Tuesday, July 16, 2002 at 21:49:13 (PDT)
AM exec,
By denying that the glass ceiling exists you are doing many people a diservice. I hope you can sleep with yourself.
JC Wong
  
Thursday, July 11, 2002 at 06:35:10 (PDT)
AM exec,
Don't dish out that drivel. It is hard to keep your nose tothe grindstone when you see less qualified, lazier white counterparts rocket up the rungs of management when Asians do not. I was the highest ranking minority male in a well-known multinational company and continued to see people who joined the company after me leapfrog me. You are deluding yourself and others. Why do you think so many asians at big companies get so frustrated and leave to start their own companies.
Reality
  
Thursday, July 11, 2002 at 06:33:19 (PDT)
The National Association of Asian American Professionals (NAAAP) is conducting a study with Indiana University to better gauge the degree with which this happens. If you want to make your voice heard, I highly encourage everyone to download the PDF and to participate in this study.
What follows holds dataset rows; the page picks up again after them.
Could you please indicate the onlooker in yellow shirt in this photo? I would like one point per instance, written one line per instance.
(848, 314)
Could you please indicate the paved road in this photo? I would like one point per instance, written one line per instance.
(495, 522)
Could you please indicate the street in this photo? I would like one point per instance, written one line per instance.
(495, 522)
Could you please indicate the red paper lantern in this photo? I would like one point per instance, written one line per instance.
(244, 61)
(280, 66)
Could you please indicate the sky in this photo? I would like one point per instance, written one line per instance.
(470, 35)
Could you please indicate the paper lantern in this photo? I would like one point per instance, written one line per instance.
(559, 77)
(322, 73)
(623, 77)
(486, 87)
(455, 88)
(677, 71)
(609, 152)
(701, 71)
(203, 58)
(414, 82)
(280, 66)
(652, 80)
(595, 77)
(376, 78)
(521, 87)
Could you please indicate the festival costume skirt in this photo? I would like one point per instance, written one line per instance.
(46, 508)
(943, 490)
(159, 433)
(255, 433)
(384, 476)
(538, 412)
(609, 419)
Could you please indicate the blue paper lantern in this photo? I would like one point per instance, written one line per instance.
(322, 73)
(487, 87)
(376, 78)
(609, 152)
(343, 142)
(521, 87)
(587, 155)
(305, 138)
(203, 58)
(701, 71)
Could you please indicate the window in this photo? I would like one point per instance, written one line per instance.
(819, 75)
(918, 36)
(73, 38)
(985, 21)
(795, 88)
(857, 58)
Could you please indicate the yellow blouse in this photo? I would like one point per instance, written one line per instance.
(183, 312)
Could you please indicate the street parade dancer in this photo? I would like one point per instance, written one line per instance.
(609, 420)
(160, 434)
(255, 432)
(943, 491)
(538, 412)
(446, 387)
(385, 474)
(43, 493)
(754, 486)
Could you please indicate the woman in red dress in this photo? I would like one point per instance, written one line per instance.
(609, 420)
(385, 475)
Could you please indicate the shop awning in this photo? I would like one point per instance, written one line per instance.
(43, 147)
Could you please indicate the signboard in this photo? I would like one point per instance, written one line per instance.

The deadline for study submissions is the first week of June, 2002.
Edward Yang
Edward_Yang@naaap.org
  
Wednesday, May 15, 2002 at 20:43:23 (PDT)
MLK,
Unfortunately, in my experience there is really no substitute for long, uncomplaining service when it comes to real advancement up the higher rungs of the corporate ladder. It's in the nature of the beast. A corporation is an entity that depends on a certain degree of institutional relationships and memory for continued viability. It would be disasterous in most cases to promote people without regard to loyalty, commitment, etc.
But if you really want to move up faster in a corporate environment, you might want to try moving to a smaller company. Smaller companies have to be quicker about taking advantage of risky opportunities in order to get an edge over bigger rivals. So they are much more open to taking gambles on managers that show promise without considering their track record over the years.
Good luck!
be,
Yes, luck does have something to do with it, but luck tends to even out over a period of many years. I don't consider it to have been a primary factor in my success here. I've worked too hard and long to believe that.
AC Dropout,
I certainly do keep my eyes open for young Asians in my neck of the woods as it would give me a lot of satisfaction to help them along. I have not seen more than a few coming through, however. That's one of my few regrets in having cast my lot with an oldline company in the midwest.
AM Exec
  
Sunday, April 28, 2002 at 18:42:19 (PDT)
be,
I think you need to rethink your philosophy on how a corporate environment works. I mean "fair" is nice and good and all.
But in practice AM Exec brings up a good point that it was someone from above who pulled him through the ranks. Granted his above average performance in his firm, might have gotten him noticed by that executive in the first place. But the other aspect of his rise was that the executive endear himself to the promotion of AM Exec.